WAZ: Haben Sie Ihr Bundesliga-Debüt inzwischen verarbeitet?

Evseev: Ja, ich habe mir die Szenen ein paar Mal auf Video angeschaut. Es war mein ganz großer Kindheitstraum, einmal in der Bundesliga eingewechselt zu werden. Ich bin sogar zur Seitenlinie gesprintet, damit das Spiel nicht abgepfiffen wird, bevor ich eingewechselt wurde.

WAZ: Sind Sie zufrieden, oder haben Sie Blut geleckt?

Evseev: Das erste Ziel habe ich erreicht, mal sehen, wie es weitergeht. Ich gebe alles.

WAZ: Sie galten als großes Talent, standen als Teenager vorm Bundesliga-Debüt...

Evseev: Und jetzt bin ich schon 21.

WAZ: Finden Sie das alt?

Evseev: Eigentlich ist es jung.
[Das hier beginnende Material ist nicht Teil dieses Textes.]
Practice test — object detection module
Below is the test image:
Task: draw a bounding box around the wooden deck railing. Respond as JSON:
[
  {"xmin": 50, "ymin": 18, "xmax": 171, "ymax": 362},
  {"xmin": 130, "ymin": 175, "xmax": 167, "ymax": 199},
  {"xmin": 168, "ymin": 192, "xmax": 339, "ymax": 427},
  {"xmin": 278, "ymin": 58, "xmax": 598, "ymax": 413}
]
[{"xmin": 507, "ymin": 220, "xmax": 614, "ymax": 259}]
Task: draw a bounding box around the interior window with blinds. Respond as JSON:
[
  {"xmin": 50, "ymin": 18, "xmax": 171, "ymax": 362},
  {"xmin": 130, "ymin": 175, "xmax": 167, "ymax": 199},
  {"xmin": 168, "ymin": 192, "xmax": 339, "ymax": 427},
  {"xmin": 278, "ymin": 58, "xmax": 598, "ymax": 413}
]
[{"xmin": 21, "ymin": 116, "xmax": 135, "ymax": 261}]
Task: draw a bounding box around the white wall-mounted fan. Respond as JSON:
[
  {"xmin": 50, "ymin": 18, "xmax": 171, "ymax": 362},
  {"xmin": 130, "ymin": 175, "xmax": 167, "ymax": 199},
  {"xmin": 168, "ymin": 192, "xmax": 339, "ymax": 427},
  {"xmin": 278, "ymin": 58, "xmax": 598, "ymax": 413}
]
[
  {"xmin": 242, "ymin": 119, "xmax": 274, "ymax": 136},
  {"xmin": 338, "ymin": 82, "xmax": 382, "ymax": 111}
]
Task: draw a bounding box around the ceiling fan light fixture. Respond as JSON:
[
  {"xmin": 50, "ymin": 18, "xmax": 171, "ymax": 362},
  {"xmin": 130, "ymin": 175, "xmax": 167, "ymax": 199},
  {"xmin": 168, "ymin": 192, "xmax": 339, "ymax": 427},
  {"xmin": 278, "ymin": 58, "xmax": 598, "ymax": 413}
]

Aber Draxler und Götze, auch Maxi Arnold, sind deutlich früher in die Bundesliga gekommen. Es gibt in meinem Alter einige, die schon viermal so viel Erfahrung haben wie ich.

WAZ: Ihre Karriere verlief nicht gradlinig. Als es in Hannover nicht weiterging, sind Sie nach Österreich gegangen. Ein Rückschritt?

Evseev: Es war der richtige Schritt - aus der Regionalliga in den Profifußball. Ich wollte weg aus Deutschland, weg von den Vorurteilen, dass ich ein ewiges Talent bin, das es sowieso nie schafft. In Österreich konnte ich ein Jahr lang in Ruhe Fußball spielen.

WAZ: Als Sie zurück nach Deutschland kamen, war Valérien Ismaël Ihr Trainer bei Hannover II. Welche Rolle spielt er für Sie?

Evseev: Als ich aus Österreich zurückkam, wurde ich in die zweite Mannschaft abgeschoben. Valérien Ismaël hat mich aufgefangen, Mut zugesprochen, Selbstvertrauen gegeben. Ich bin ihm sehr dankbar. Er hatte auch viel mit meinem Wechsel zu tun.

WAZ: Mussten Sie darüber lange nachdenken?

Evseev: Anfangs schon, ich wollte höher als in der Regionalliga spielen. Aber mir wurde schnell klar, dass ich wieder zu diesem Trainer wollte. Er baut auf mich und macht mich besser. Jetzt weiß ich: Es war der richtige Schritt.

WAZ: Beim VfL II sind Sie Leistungsträger - in welcher Mannschaft würden Sie nun gern spielen?

Evseev: Ich denke, bei den Profis zu trainieren, ist gut. Wenn ich in der Bundesliga nicht spiele, freue ich mich über Einsätze in der Zweiten.